On the leader of the opposition not having any policies.

Having faced criticism for spelling out only two actual policies - on inheritance tax and a 'married couples tax break' - David Cameron appears to have concluded that this was still one too many:

http://www.bbc.co.uk/blogs/nickrobinson/2010/01/tory_married_ta.html

As we appear to have entered the early phases of a general election campaign, what had already seemed a curious lack of detail appears more and more noteworthy. Broadly, there are two possible explanations for this almost total lack of commitments: one political, one philosophical.

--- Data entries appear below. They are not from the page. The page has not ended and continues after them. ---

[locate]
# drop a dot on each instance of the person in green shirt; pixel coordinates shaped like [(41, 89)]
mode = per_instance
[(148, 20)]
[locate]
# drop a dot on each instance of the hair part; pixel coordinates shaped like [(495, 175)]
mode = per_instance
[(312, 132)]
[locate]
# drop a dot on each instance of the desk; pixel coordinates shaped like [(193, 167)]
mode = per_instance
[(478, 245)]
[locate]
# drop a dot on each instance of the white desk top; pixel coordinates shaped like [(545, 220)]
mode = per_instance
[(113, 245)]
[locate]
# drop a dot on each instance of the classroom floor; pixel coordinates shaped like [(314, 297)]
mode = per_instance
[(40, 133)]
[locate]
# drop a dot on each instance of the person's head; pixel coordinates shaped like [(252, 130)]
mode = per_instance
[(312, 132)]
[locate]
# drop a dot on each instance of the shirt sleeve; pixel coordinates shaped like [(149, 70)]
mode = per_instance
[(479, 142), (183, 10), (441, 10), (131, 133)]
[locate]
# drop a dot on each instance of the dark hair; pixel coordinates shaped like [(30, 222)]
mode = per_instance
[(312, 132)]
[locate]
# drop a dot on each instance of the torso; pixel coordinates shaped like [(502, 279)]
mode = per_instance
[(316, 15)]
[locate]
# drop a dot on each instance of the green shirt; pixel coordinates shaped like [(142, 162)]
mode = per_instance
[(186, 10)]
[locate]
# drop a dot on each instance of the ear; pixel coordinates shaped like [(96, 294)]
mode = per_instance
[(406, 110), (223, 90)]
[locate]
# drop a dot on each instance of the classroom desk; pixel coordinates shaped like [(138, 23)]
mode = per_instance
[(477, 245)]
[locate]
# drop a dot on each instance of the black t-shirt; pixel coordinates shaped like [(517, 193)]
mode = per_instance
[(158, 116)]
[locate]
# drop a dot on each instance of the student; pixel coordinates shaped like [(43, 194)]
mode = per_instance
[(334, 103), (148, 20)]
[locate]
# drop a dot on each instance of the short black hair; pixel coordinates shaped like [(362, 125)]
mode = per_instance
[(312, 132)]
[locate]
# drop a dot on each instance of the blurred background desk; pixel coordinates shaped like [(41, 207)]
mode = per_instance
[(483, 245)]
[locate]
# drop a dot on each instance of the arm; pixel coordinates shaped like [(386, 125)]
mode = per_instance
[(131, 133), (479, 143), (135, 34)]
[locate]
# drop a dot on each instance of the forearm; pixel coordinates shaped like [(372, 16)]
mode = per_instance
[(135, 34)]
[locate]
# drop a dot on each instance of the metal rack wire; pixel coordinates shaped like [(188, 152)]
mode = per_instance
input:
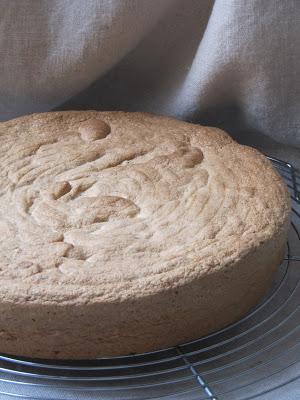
[(258, 355)]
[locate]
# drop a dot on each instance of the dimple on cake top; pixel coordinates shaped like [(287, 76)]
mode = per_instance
[(107, 203)]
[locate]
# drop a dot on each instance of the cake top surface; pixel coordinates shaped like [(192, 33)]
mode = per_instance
[(106, 205)]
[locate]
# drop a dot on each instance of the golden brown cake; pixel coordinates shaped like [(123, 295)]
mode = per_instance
[(128, 232)]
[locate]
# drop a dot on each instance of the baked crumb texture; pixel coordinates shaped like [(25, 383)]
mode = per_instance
[(129, 232)]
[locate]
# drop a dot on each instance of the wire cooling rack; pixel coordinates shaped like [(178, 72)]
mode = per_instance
[(258, 356)]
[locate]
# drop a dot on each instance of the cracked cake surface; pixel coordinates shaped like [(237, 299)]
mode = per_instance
[(120, 225)]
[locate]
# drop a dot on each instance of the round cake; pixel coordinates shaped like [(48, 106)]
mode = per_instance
[(123, 233)]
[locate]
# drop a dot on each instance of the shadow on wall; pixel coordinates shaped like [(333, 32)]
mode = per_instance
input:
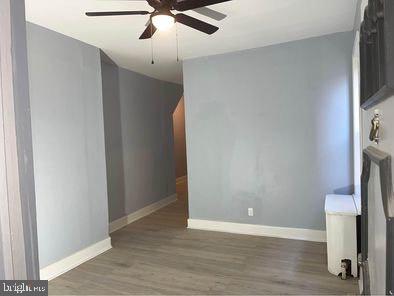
[(113, 138), (139, 138), (180, 139)]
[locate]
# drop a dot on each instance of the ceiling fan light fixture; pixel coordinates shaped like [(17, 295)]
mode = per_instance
[(163, 21)]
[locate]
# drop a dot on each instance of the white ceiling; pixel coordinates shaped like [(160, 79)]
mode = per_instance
[(250, 24)]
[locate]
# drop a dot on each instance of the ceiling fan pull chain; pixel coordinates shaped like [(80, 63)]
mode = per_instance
[(151, 43), (177, 42)]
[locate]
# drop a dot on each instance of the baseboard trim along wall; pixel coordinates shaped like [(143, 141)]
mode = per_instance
[(62, 266), (124, 221), (181, 179), (259, 230)]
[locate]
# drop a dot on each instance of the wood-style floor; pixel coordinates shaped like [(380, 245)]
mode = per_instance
[(158, 255)]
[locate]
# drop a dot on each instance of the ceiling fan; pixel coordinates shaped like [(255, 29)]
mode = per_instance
[(162, 17)]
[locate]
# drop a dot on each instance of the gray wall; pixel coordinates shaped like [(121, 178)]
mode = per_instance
[(270, 128), (139, 138), (68, 143), (180, 139)]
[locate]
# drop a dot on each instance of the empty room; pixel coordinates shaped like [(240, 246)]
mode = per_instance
[(196, 147)]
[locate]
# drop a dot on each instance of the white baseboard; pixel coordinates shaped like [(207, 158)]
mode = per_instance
[(181, 179), (122, 222), (58, 268), (258, 230)]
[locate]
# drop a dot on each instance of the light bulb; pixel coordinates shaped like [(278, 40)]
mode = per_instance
[(163, 21)]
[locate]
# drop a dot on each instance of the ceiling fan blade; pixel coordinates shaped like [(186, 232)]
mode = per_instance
[(149, 31), (195, 23), (193, 4), (113, 13), (216, 15)]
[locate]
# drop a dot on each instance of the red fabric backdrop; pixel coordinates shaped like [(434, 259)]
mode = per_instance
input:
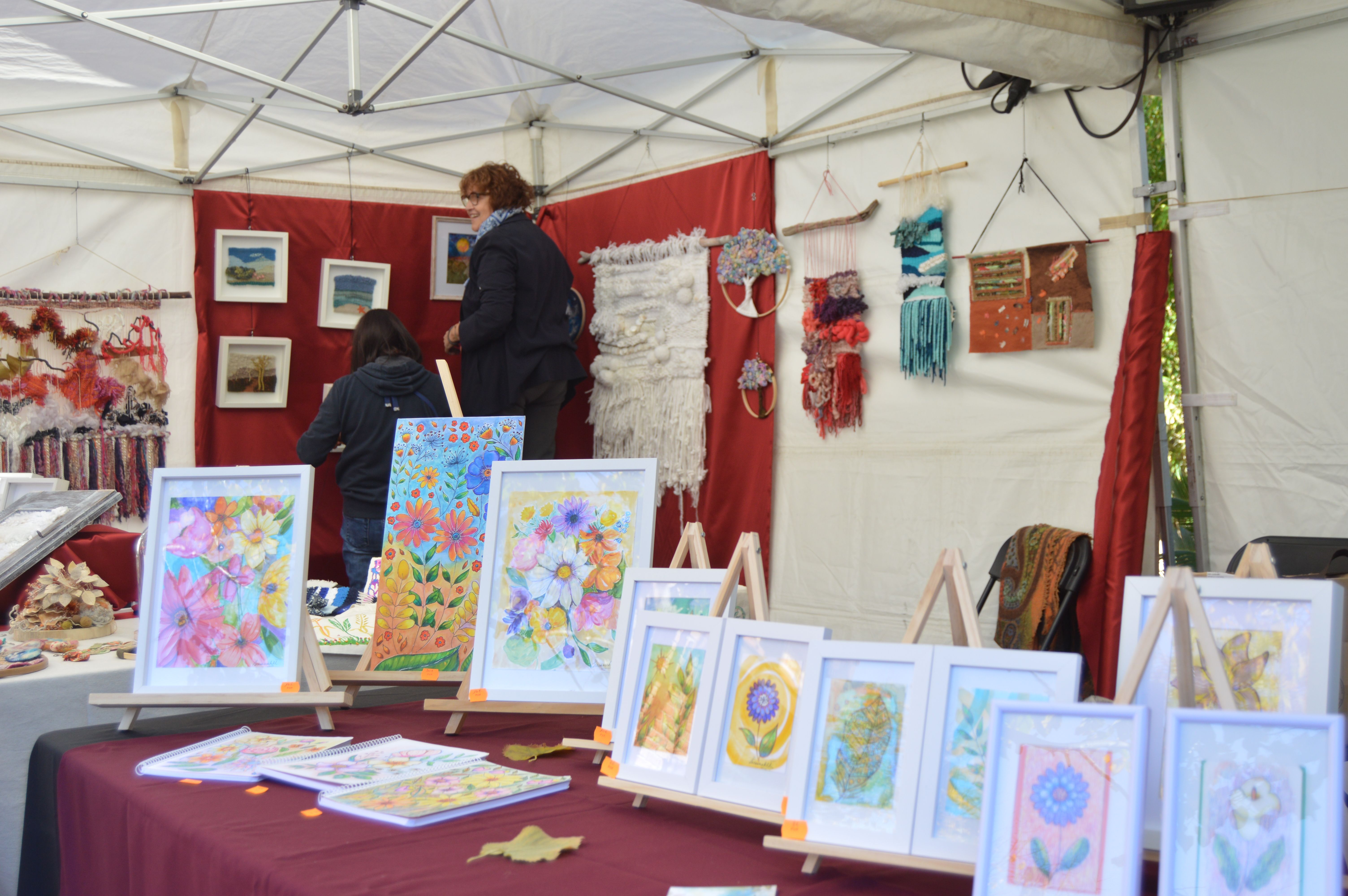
[(738, 492), (1126, 470)]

The former, arguably less charitable explanation goes something like this: Cameron and Co. have taken to heart the maxim that oppositions don't win elections, governments lose them. Taken to heart, and taken to its logical extreme. Why commit yourself now, when it is not the detail of your policies that matters, but the feelings of the voters towards the other lot? By these calculations, all the Conservative party has to do to win the next election is try to look broadly competent and faintly tolerable, and wait for the government to fail (which at the moment it certainly looks like doing).

This strategy is all the more attractive in the midst of a recession, for the above reason, and also because the majority of policy announcements at the moment would constitute 'bad news'. Cuts in public spending are much more palatable in the abstract than when actual services and actual jobs face the axe. Unburdened by detail, the Tories can make all the right fiscally responsible noises without actually spelling out what would go.

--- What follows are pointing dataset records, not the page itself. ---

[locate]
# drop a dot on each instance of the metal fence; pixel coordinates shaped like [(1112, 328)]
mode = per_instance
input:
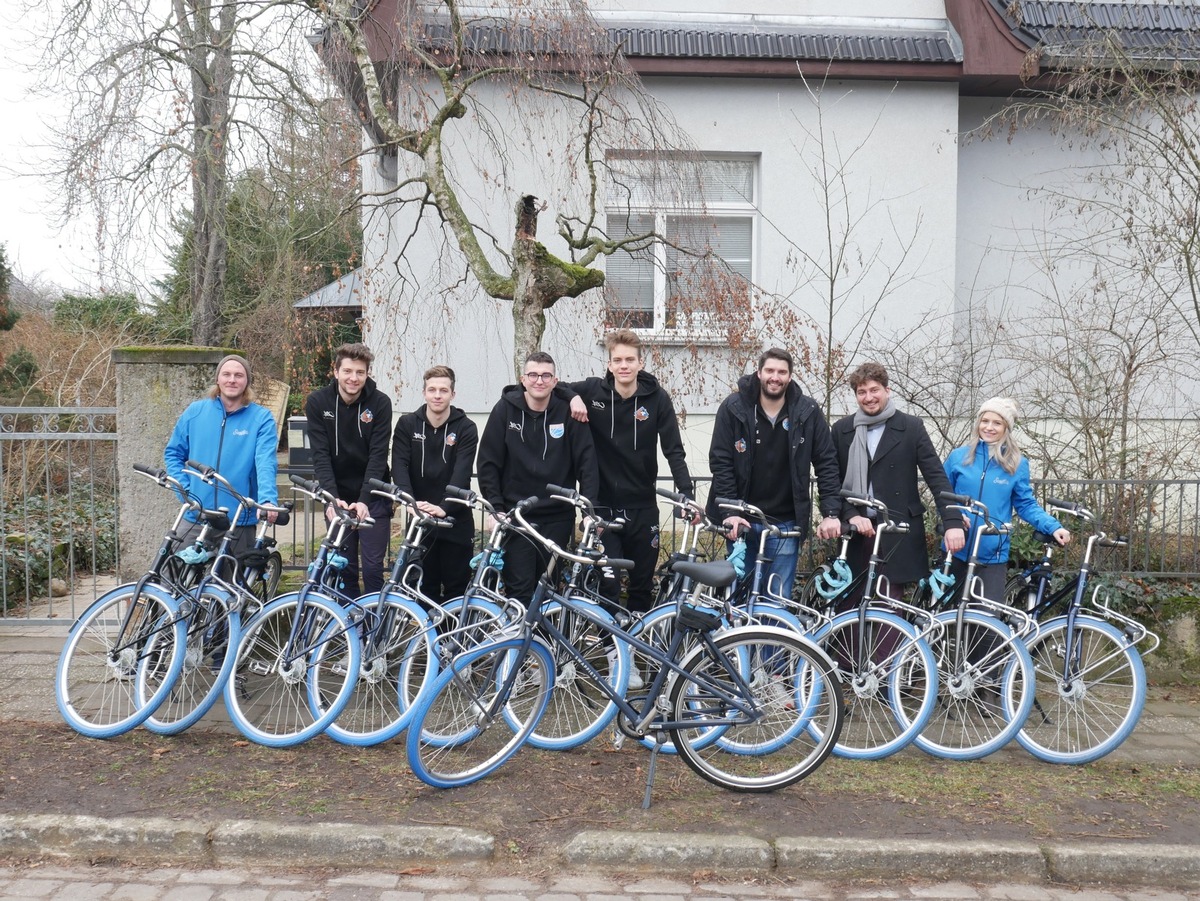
[(58, 510)]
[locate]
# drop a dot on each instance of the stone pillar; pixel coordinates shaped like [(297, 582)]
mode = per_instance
[(154, 384)]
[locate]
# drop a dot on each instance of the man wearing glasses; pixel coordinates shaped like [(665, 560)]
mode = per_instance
[(531, 440)]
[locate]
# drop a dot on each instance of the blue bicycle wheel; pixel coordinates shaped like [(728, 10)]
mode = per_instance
[(479, 712), (1087, 700), (213, 628), (95, 683), (888, 680), (294, 671)]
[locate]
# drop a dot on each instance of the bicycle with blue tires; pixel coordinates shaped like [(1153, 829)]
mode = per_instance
[(298, 659), (232, 589), (95, 682), (723, 714), (984, 670), (1090, 683)]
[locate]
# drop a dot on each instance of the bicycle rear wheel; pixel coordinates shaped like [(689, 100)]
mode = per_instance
[(95, 683), (579, 709), (479, 712), (793, 718), (211, 630), (1090, 712), (285, 692), (377, 710), (984, 688), (888, 678)]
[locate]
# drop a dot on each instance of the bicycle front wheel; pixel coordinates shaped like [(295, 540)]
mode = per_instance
[(213, 628), (1089, 698), (378, 710), (579, 709), (479, 712), (888, 677), (775, 727), (95, 683), (294, 671), (984, 688)]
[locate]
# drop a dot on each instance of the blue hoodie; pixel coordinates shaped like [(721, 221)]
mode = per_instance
[(1002, 492), (240, 445)]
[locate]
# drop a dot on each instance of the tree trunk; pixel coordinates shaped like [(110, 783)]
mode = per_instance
[(540, 280), (211, 64)]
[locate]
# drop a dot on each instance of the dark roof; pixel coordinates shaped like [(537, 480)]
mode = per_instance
[(343, 294), (1145, 30), (709, 41)]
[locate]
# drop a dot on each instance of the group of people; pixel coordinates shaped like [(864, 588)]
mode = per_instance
[(603, 436)]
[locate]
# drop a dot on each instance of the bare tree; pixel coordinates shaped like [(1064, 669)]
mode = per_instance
[(424, 74), (863, 252), (167, 100)]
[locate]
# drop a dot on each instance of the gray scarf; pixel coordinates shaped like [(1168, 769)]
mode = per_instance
[(859, 458)]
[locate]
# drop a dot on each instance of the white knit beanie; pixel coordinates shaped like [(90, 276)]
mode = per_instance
[(1003, 407)]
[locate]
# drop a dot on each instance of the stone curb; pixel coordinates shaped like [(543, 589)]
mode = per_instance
[(239, 841), (265, 844)]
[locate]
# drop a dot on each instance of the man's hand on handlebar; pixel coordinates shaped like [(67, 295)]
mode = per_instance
[(829, 528), (955, 540), (863, 524), (735, 526)]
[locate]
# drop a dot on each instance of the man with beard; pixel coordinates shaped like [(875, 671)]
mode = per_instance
[(767, 438)]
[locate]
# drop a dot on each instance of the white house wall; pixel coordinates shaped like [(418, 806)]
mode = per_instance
[(903, 180)]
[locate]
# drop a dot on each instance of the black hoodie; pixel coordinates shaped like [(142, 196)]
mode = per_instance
[(627, 434), (426, 458), (522, 450), (349, 442)]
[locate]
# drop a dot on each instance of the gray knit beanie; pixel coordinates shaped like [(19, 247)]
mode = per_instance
[(240, 359), (1003, 407)]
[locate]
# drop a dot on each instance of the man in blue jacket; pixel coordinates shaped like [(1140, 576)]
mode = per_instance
[(766, 438), (234, 436), (349, 430)]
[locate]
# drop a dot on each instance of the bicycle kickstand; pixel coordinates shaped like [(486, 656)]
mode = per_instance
[(660, 738)]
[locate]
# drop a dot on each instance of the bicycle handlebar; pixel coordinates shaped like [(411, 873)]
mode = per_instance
[(552, 546)]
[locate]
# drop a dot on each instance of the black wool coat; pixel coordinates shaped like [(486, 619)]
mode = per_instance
[(905, 449)]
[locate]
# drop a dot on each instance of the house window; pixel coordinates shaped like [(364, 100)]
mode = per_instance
[(695, 276)]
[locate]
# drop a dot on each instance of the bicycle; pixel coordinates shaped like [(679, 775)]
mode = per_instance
[(984, 671), (298, 659), (1090, 680), (696, 697), (883, 660), (95, 680), (395, 628), (213, 611)]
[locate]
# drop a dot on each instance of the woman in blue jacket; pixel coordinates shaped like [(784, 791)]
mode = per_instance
[(991, 468)]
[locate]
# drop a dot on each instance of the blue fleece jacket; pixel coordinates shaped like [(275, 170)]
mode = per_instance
[(240, 445), (1001, 492)]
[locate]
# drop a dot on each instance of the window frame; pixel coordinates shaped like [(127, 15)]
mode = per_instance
[(661, 216)]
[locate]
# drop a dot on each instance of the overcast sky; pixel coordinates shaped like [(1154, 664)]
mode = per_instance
[(35, 250)]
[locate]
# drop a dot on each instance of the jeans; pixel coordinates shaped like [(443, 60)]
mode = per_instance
[(784, 553)]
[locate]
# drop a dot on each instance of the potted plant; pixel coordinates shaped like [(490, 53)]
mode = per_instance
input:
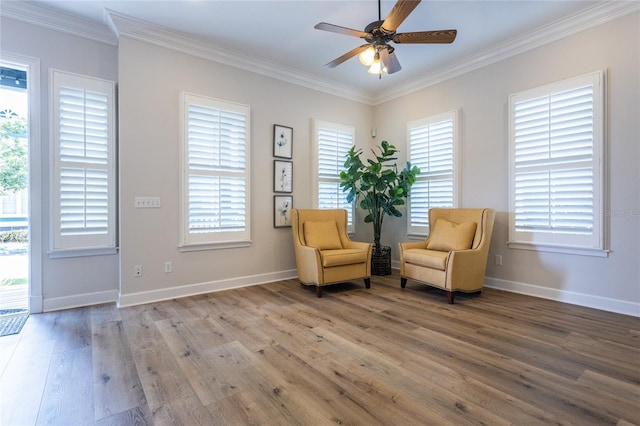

The second sort of explanation is that Cameron and his clique genuinely, sincerely believe in not having any policies. I know a lot of people have trouble attributing any kind of sincerity to anyone wearing a blue rosette but stay with me people. Not having any policies is in fact a fairly respectable strand of Tory thought, though rarely so expressed. A perhaps-more-persuasive formulation might be ‘while the left believes in legislation, the tory party believes in administration’.

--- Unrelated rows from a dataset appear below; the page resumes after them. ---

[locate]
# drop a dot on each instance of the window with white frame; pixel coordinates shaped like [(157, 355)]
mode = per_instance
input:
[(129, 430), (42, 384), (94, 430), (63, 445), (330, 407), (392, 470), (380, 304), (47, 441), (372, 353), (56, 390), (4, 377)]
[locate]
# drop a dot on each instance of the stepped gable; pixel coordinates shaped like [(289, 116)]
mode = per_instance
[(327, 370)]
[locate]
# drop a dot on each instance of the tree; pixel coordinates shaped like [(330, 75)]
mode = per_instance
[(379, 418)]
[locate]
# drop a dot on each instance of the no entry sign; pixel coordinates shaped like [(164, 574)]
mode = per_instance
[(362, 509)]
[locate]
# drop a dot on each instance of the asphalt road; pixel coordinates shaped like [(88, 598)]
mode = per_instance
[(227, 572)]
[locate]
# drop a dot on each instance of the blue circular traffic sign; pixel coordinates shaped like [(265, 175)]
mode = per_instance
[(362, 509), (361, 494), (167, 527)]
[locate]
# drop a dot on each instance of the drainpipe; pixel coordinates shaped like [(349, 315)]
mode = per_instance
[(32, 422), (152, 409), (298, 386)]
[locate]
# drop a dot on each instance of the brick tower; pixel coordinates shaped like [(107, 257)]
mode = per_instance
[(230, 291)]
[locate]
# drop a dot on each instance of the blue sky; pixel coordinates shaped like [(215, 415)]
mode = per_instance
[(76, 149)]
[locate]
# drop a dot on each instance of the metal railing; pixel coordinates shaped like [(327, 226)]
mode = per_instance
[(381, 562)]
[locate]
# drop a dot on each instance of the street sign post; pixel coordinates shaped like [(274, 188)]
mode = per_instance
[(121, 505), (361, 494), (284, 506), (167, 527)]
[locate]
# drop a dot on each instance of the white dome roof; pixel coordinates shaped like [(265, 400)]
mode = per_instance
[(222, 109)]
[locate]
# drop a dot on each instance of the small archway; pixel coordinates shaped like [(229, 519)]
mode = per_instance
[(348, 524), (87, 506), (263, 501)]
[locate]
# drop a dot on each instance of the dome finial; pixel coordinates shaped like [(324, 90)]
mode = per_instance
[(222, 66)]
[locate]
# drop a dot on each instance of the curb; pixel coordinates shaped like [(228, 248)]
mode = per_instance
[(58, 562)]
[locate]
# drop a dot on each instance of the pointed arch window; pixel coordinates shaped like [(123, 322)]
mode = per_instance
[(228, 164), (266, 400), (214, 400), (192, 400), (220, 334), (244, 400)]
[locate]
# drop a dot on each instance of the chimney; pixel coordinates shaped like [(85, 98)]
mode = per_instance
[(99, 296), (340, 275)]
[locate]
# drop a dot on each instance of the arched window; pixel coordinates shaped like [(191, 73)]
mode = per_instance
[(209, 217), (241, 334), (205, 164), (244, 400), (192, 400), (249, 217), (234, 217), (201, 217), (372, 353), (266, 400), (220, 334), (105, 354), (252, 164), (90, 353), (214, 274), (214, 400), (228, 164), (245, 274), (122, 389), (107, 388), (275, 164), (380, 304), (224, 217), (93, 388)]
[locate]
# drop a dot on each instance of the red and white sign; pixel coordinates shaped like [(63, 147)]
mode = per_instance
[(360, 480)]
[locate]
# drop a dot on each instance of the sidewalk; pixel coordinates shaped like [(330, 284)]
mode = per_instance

On this account what people want from a conservative government is most emphatically not a heap of new initiatives and programs, but just to keep things running smoothly, ideally with as little fuss as possible. (It should be apparent that in this sense, among others, Margaret Thatcher was not a typical Conservative.) The task of the opposition therefore is not to lay out an alternative legislative program so much as it is to convince that they have the right sort of instincts: this philosophy obviously marries well with a belief in smaller government; and in being pragmatic rather than dogmatic, both themes which have been prominent in Cameron’s pitch to the voters.

As long as a party remains in opposition, the two stories outlined above might well be complimentary – indeed, even be indistinguishable - and it is possible that both are factors in current Conservative thinking. Should they find themselves in power, however, this convenience will evaporate, and it will quickly become apparent how sincerely motivated their strategy was:

It’s very easy to talk about not doing anything whilst in opposition, but to get into government and actually manage not to do anything is much, much harder.